Will 30p plastic bags end our habit for good – or is it time for more extreme measures?

Morrisons is trialling a higher charge for single-use bags, but experts says all non-essential plastic must be phased out

Plastic bags at Morrisons.

It is a fairly hefty price hike, but it could pay off. Morrisons is increasing the price of its plastic bags to 30p, having already upped them to 20p earlier this year. The supermarket is trialling the charge in some of its Welsh stores, with money being “reinvested in plastic reduction programmes”, says a spokeswoman.

The 5p charge for single-use plastic bags that was introduced in Wales in 2011, then Northern Ireland and Scotland before England finally caught up in 2015, has been considered a success. The seven main supermarkets in England gave out 6bn fewer bags between in the first six months of the charge than in the corresponding period a year before. However, last year supermarkets sold 1.18bn of the thicker “bags for life”, prompting fears people were using these as single-use bags instead. The Environmental Investigation Agency has said bags for life should cost £1, rather than the 10p many supermarkets still charge.

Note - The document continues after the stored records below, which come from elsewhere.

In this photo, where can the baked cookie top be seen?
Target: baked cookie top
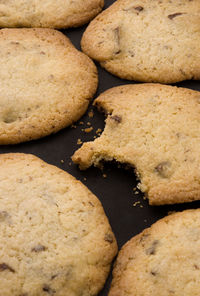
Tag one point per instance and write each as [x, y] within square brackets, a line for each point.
[55, 237]
[147, 40]
[48, 13]
[163, 260]
[156, 129]
[46, 84]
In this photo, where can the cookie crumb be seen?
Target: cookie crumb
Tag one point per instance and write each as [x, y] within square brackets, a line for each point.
[136, 203]
[91, 114]
[171, 212]
[98, 131]
[79, 142]
[88, 130]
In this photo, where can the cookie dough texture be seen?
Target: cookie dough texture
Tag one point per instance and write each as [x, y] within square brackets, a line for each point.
[45, 83]
[55, 237]
[150, 41]
[48, 13]
[163, 260]
[156, 129]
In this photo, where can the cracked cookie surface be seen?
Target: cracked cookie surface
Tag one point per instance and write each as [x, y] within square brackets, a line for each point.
[48, 13]
[163, 260]
[46, 84]
[156, 129]
[55, 237]
[149, 41]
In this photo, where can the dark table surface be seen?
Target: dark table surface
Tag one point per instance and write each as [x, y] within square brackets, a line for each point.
[127, 211]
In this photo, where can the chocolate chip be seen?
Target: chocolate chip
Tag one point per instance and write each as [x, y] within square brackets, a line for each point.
[48, 289]
[108, 238]
[3, 215]
[153, 272]
[116, 118]
[144, 237]
[4, 266]
[172, 16]
[152, 249]
[91, 204]
[54, 276]
[38, 248]
[138, 8]
[163, 169]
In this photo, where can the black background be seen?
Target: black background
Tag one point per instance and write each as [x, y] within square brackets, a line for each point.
[116, 190]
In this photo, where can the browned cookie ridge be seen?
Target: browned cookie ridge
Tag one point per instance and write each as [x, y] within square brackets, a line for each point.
[147, 40]
[48, 13]
[162, 260]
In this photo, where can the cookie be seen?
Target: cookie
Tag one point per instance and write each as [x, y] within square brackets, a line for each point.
[55, 237]
[147, 40]
[48, 13]
[155, 129]
[46, 84]
[163, 260]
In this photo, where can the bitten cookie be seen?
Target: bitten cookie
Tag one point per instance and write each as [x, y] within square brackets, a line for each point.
[163, 260]
[48, 13]
[156, 129]
[46, 84]
[147, 40]
[55, 237]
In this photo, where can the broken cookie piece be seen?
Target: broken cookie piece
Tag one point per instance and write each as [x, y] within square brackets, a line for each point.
[155, 129]
[165, 264]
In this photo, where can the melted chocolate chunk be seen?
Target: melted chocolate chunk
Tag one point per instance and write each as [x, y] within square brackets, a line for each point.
[108, 238]
[152, 249]
[4, 266]
[38, 248]
[172, 16]
[116, 118]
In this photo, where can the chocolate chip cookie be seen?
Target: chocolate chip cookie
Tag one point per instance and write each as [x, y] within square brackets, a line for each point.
[147, 40]
[155, 129]
[55, 237]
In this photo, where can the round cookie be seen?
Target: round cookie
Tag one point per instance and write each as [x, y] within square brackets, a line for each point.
[46, 84]
[55, 237]
[155, 129]
[147, 40]
[48, 13]
[163, 260]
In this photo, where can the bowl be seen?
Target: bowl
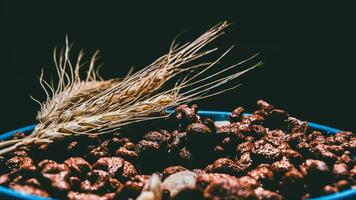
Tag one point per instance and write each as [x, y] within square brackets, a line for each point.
[216, 116]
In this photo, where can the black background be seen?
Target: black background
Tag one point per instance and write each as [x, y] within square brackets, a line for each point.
[308, 50]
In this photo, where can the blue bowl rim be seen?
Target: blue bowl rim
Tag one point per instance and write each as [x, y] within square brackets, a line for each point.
[346, 194]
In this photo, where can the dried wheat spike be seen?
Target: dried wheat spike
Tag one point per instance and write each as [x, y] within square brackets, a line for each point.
[95, 106]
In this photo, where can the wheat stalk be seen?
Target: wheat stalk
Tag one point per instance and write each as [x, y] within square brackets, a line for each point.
[94, 106]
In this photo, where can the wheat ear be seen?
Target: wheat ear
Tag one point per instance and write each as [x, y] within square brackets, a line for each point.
[138, 97]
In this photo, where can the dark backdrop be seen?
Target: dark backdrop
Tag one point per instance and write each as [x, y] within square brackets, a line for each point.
[307, 50]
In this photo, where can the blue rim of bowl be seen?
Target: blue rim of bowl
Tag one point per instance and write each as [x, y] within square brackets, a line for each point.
[216, 115]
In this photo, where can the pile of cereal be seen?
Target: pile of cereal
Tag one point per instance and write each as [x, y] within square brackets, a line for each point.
[266, 155]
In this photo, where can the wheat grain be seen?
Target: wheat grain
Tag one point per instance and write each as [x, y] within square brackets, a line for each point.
[95, 106]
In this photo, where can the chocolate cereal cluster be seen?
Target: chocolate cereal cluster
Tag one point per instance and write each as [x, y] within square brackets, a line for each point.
[265, 155]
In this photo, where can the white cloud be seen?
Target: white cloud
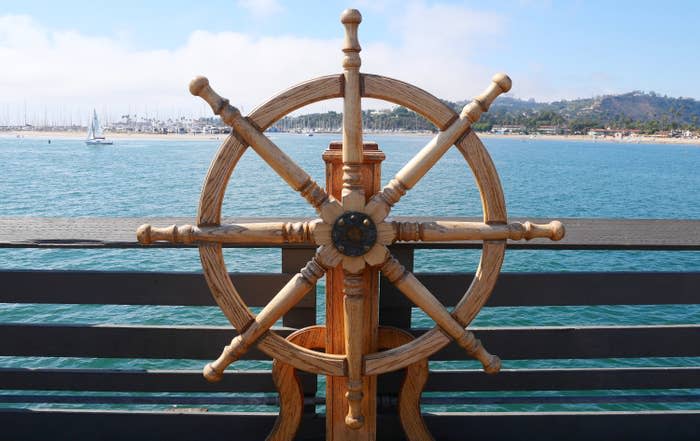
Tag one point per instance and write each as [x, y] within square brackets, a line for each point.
[261, 8]
[63, 69]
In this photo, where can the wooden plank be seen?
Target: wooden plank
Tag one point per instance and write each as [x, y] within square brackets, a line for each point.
[133, 288]
[594, 234]
[557, 342]
[79, 425]
[439, 381]
[189, 289]
[206, 342]
[114, 341]
[124, 380]
[570, 426]
[564, 379]
[565, 289]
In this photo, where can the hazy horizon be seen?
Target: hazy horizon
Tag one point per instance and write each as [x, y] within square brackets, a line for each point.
[64, 59]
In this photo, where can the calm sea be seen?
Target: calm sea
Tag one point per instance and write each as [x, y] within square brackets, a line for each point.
[541, 178]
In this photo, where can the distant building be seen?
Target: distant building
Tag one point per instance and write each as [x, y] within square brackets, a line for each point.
[508, 130]
[552, 130]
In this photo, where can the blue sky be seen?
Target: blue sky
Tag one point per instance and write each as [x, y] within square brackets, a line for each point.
[135, 55]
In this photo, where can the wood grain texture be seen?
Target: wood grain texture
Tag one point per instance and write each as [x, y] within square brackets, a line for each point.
[216, 181]
[185, 342]
[300, 95]
[487, 180]
[352, 109]
[238, 314]
[406, 178]
[336, 387]
[82, 425]
[434, 340]
[289, 386]
[242, 233]
[444, 231]
[581, 233]
[410, 96]
[411, 388]
[424, 299]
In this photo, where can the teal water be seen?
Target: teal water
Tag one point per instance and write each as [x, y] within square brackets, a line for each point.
[163, 178]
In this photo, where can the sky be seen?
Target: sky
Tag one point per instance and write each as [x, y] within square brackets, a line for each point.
[60, 59]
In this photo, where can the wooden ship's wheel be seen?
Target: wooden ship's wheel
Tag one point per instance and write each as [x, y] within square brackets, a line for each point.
[352, 236]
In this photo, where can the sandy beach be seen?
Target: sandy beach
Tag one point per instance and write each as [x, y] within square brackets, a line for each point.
[199, 137]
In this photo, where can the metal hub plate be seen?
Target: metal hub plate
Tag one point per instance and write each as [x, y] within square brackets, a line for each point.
[354, 233]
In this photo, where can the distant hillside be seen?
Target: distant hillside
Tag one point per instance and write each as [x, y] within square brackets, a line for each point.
[647, 112]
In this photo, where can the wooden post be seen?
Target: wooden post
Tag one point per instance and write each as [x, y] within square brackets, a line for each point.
[336, 387]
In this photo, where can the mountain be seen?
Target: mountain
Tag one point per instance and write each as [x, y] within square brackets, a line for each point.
[647, 112]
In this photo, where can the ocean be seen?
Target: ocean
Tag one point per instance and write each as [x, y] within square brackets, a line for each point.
[541, 178]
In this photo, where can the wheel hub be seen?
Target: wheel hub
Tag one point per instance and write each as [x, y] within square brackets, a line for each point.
[354, 233]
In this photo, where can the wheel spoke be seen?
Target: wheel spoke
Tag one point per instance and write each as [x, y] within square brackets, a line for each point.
[352, 193]
[411, 287]
[240, 233]
[443, 231]
[285, 167]
[284, 300]
[380, 204]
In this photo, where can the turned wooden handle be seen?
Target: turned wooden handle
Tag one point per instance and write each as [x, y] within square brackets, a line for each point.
[244, 233]
[220, 106]
[416, 292]
[527, 230]
[491, 363]
[146, 234]
[379, 206]
[214, 371]
[437, 231]
[298, 286]
[500, 83]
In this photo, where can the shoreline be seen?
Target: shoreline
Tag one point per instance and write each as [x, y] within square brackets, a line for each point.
[33, 134]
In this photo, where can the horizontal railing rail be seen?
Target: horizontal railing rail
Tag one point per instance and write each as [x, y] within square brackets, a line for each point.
[38, 401]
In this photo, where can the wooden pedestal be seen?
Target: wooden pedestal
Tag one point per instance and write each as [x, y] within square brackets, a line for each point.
[336, 387]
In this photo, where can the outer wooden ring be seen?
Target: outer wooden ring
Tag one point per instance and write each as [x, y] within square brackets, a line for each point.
[319, 89]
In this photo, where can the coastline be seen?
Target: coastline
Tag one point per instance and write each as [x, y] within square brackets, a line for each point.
[34, 134]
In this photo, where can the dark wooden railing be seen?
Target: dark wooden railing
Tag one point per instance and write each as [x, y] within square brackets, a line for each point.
[41, 403]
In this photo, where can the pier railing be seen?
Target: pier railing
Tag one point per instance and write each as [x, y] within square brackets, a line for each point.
[537, 401]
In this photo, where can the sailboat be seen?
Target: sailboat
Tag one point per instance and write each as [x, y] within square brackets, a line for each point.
[95, 136]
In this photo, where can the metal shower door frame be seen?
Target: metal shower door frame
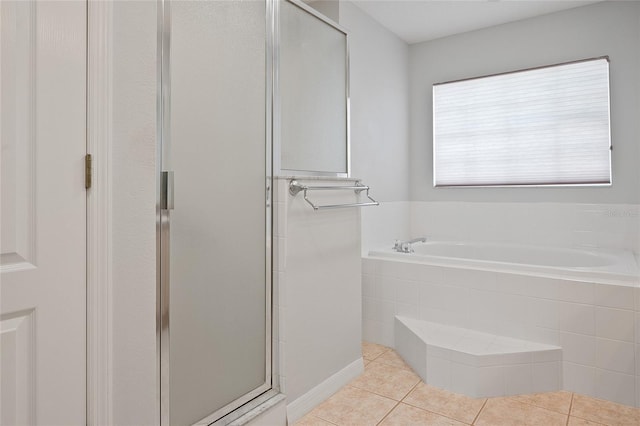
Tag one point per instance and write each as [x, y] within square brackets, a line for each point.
[270, 388]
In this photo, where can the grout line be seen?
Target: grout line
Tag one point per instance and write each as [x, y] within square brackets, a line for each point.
[570, 407]
[390, 411]
[478, 415]
[410, 390]
[320, 418]
[398, 403]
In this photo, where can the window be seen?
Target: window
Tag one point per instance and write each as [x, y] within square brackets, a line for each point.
[543, 126]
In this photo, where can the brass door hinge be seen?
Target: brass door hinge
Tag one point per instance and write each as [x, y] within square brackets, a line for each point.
[87, 171]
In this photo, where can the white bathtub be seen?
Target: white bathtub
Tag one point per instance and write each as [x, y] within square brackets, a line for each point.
[599, 266]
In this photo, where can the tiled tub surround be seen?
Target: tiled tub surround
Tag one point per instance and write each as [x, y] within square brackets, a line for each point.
[596, 325]
[477, 364]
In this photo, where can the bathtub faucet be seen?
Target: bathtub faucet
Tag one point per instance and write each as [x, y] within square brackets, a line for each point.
[405, 246]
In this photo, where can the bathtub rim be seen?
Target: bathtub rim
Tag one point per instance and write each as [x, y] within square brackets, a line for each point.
[581, 274]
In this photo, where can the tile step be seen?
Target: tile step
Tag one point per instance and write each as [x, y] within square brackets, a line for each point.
[477, 364]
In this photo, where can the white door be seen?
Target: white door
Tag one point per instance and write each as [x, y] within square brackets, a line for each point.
[43, 209]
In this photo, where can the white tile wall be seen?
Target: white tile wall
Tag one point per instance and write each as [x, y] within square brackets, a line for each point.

But can raising prices have a positive environmental effect? Charges such as Morrison’s 30p bags “will hopefully encourage more people to save money and help the environment by taking their own bags with them”, says Tony Bosworth, a campaigner at Friends of the Earth. However, adds Lorraine Whitmarsh, a professor of environmental psychology at Cardiff University, there isn’t enough evidence to say that ramping up the price will create drastic change. It may even risk a backlash, she says. “I think the next step would be to think about charges for other packaging, for instance coffee cups and excess food packaging.”

However, Whitmarsh has found that nudging people to make more environmentally friendly choices through economic measures may not have a wider impact. “The more you rely on economic measures, the more it reinforces people’s economic motivations. They’re not doing it necessarily for environmental reasons and therefore you don’t get people to think about the environment more generally. It’s effective to change that particular behaviour, but it doesn’t change any other behaviours at all.”

Besides, says Bosworth, carrier bags “are just the tip of a vast plastic iceberg. Supermarkets must go much further to reduce unnecessary plastic. We also need the government to take tougher action, too – including backing a proposed new law to phase out the use of all but the most essential plastic.” Thirty pence already seems a small price to pay.